Morris was pretty much the most famous designer in the world in his lifetime, legendary in England - had audience with prime ministers - turned down the offer of poet laureate, launched what is still today the most famous small-press publishing house in the UK (Kelmscott) - his influence in the arts and politics was vast vast vast - it cannot be overstated. I don't know how many of the "common people" were familiar with his works but he was definitely familiar with their works. And there is something intuitively obvious about his perspective - Morris was never academic or elitist. He would host the socialist party elites at his home and hold forth while carving his garden hedges into topiary dragons. Eventually they gave up on him and he on them.

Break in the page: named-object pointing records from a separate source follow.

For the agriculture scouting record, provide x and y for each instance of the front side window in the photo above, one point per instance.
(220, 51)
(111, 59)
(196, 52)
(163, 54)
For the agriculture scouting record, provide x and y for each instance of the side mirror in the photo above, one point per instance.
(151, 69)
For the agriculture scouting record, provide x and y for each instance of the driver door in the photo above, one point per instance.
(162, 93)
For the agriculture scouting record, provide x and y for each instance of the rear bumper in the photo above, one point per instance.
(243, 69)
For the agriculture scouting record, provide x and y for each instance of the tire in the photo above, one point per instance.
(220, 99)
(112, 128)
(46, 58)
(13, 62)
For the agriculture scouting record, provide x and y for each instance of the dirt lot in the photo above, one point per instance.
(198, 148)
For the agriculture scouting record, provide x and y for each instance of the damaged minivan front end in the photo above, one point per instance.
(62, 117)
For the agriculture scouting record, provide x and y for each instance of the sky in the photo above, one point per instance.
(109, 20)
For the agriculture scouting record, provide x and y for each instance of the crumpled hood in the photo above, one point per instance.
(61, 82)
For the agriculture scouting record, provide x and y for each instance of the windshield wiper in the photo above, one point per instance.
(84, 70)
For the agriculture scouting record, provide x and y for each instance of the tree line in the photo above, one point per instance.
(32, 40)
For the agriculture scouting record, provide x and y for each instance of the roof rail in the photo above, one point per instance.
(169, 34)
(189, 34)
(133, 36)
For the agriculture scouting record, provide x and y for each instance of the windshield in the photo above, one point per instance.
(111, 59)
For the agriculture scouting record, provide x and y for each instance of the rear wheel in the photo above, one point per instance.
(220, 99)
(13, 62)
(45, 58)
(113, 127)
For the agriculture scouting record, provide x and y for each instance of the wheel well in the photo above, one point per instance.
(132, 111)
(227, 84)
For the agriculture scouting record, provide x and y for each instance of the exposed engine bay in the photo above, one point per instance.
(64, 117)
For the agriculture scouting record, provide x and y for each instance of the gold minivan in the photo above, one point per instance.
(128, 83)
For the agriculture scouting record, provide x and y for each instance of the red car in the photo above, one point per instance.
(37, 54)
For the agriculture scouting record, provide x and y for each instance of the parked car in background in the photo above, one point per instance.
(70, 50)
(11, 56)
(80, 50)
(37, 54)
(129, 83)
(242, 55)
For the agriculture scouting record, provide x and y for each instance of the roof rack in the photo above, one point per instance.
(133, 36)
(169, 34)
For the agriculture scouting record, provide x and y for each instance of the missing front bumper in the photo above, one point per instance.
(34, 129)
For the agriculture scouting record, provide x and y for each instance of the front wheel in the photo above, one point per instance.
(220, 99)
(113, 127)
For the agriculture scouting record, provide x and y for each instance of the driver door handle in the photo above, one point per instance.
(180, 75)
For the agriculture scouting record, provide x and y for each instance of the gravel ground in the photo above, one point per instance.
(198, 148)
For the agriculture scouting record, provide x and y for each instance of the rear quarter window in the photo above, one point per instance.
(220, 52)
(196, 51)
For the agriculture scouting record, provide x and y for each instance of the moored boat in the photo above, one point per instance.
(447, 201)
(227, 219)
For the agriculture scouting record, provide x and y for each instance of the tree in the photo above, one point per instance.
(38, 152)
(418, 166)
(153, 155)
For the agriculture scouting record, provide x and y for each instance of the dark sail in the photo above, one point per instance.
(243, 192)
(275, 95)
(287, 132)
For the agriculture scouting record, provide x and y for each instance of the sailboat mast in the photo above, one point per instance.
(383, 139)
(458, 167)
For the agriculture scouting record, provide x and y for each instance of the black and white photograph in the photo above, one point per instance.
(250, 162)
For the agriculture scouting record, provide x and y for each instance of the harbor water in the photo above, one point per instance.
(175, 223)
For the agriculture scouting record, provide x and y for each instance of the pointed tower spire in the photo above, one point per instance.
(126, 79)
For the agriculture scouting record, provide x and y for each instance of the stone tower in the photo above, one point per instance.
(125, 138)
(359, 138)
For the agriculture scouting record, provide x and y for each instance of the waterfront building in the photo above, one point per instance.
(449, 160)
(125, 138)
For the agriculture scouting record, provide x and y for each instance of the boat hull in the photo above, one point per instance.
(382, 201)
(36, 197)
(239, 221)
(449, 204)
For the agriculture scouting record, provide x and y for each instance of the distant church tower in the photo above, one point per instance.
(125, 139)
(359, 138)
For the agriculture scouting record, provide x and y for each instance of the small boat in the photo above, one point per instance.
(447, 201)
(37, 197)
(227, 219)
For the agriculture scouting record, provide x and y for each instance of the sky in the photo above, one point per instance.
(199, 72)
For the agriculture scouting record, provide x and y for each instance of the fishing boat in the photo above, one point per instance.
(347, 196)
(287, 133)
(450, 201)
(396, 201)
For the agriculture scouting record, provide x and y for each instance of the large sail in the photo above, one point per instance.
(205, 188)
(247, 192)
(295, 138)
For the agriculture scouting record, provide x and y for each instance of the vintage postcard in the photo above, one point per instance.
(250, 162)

I am living overseas and don't have access to my library but I know Morris made trenchant speeches about imperialist war and plunder. A good source is the seminal biography William Morris: Romantic to Revolutionary by the renowned socialist historian EP Thompson. Morris was such a major figure that even in the 1890s people were still coming to grips with him, although he was by then dead.
If the moderators are eager to delete disruptive posts on this sub, then the least they could do is edit these titles .. to the OP, either your question is interesting enough without the embellishment, or it isn't.